2. Take a hard look at the results. Be very objective and determine if anyone might be impossible to turn around or is misplaced in their present position. Jack Welch (former Chairman of GE) used what he calls a ‘Vitality’ curve to differentiate between the ‘Top 20’, and ‘the Vital 70’ and the ‘Bottom 10’ to lead such discussions - and advocated routinely moving along those in the last category. You might not go that far – but some people can be difficult to ‘retrain’ and become impossible to retain.
3. Give accurate and unbiased feedback to each individual. Pick the right setting, giving feedback can be a sensitive issue, (and keeping emotions on an even keel can be tricky) so you may want to involve a third party (or HR). Most managers will welcome the opportunity to get an honest appraisal (especially delivered confidentially) and the opportunity to develop and improve their skills in this area. Resistance can often be overcome by providing support (through personal development, a mentor or coach if necessary) for managers working on communication skills and interpersonal behaviours.
4. Set a personal development action plan in place with measurable goals.
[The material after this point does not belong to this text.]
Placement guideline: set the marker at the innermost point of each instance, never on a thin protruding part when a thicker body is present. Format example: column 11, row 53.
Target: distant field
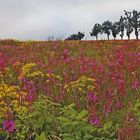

Working on emotional competencies can be difficult, which is why having very specific goals, and an action plan is critically important. Since you will be attempting to change behaviour – and likely be dealing with the habits of a working lifetime – change won’t come easily, or quickly. Every small step forward therefore will be important and a milestone.
The fact is that everyone on the truly synergistic team has great interpersonal skills. And if they weren’t endowed with natural abilities as a communicator – or had difficulty getting along with some people - they have been smart enough to identify their weaknesses and work on improving them!
5. Continue to monitor progress. This sounds obvious enough - and we have touched on it already. There must be frequent review and constant follow up – especially in the first year implementing an action plan. Changing behaviour happens incrementally, but small changes can have a big impact – making it easy to assume the task is done, which also makes it easy for the person to slip back into old habits unless there is some mechanism of constant review.
And, finally, what about the ‘all-business-no-fun’ CFO we mentioned at the outset? Over time he managed to change things around; he survived a corporate takeover and continued to make a more than useful contribution as a CFO. He never quite managed to curb his workaholic tendencies but he did learn to deal more effectively with people. After setting a personal goal to build goodwill with his work colleagues (which he undertook by taking 3-5 minutes every day, for a year, to make a telephone call, or send an email, or make some other contact with someone - without asking for anything in return) he found he rather enjoyed the experience and it became a habit he still continues. Eventually he cultivated enough ‘warmth’ and formed some solid relationships which played no small part in his winning a promotion to COO of a significant regional business.